Blog, College in the media, College Papers, Submissions & Publications, EAP Activities, External Affairs & Policy, Government Policy, Media, Mental Health Legislation, Of interest from media

Irish Times: Assisted dying: ‘Difficult to identify sufficient safeguards to protect vulnerable’, politicians told

Coverage from the Irish Times regarding the Tuesday, 14 November Oireachtas Joint Committee on Assisted Dying to discuss concerns around coercion. The Committee meeting featured expert testimony from representatives of the College Associate Professor Siobhan MacHale, Dr Eric Kelleher and Dr Anita Ambikapathy alongside members of the National Suicide Research Foundation and doctor in Law at the University of Leuven and research fellow at the European Institute of Bioethics Léopold Vanbellingen.

Read the article in full on the Irish Times website here, and read a snippet featuring College representative Prof MacHale below. Read the College press statement on the blog here and read the opening statement from the College in full via PDF here.

Dr Siobhan MacHale, consultant liaison psychiatrist, said the organisation is in agreement that the current status quo in which an important minority of patients are not receiving the optimal level of specialist palliative care and psychosocial support to allow them to die with dignity “cannot continue”.

“The answer to this is not to end our patients’ lives, but rather is to interrogate each and every incident of concern, to clarify relevant contributing factors, and to provide the appropriate evidence-based interventions ranging from improved pain control to family support,” she said.

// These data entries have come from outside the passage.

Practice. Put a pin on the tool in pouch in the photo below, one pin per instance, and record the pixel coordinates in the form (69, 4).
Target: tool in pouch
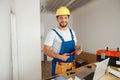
(73, 52)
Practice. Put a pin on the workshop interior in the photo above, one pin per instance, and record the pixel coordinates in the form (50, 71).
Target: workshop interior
(24, 25)
(95, 23)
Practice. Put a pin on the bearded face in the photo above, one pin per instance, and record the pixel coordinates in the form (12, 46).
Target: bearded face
(63, 20)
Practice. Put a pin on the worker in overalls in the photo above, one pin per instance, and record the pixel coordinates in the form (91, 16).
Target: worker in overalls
(61, 44)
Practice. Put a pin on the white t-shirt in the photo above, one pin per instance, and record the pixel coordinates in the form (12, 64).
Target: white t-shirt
(52, 39)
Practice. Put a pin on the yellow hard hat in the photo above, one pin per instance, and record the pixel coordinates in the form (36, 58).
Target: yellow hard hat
(62, 11)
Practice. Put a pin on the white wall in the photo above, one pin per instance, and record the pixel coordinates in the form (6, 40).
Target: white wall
(28, 39)
(49, 22)
(5, 45)
(97, 25)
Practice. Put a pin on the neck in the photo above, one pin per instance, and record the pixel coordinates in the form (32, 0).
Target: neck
(61, 28)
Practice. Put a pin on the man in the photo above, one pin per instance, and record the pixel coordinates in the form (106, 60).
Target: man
(61, 44)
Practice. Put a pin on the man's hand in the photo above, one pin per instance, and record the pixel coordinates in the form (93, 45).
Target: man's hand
(64, 57)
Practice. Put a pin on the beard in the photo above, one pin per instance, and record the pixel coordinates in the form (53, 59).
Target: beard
(63, 24)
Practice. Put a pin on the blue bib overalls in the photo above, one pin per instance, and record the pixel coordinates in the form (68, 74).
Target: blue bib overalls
(66, 47)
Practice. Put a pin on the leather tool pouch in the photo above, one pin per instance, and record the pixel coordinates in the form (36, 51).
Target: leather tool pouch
(64, 67)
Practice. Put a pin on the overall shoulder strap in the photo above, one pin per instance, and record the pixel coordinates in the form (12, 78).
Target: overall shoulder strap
(58, 35)
(71, 34)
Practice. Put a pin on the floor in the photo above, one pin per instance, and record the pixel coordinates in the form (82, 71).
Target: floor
(46, 69)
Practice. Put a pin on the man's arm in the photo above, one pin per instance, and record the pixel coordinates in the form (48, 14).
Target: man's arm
(78, 49)
(48, 51)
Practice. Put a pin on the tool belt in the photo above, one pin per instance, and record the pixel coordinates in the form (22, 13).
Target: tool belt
(62, 67)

“Where there is no access to the appropriate intervention, or there is a lack of evidence for these, then we must target our energies and resources in these areas.”

Dr MacHale said as psychiatrists, they believe “it is not possible to clearly differentiate between suicidal patients and patients who request assisted dying”.

She added: “Attempting to establish an absolute right to bodily autonomy by legalising assisted dying may undermine other individual and group rights, and, by creating one class of people for whom life is expendable, that particular view may be extended by society to all groups possessing such attributes [such as permanently disabled people].”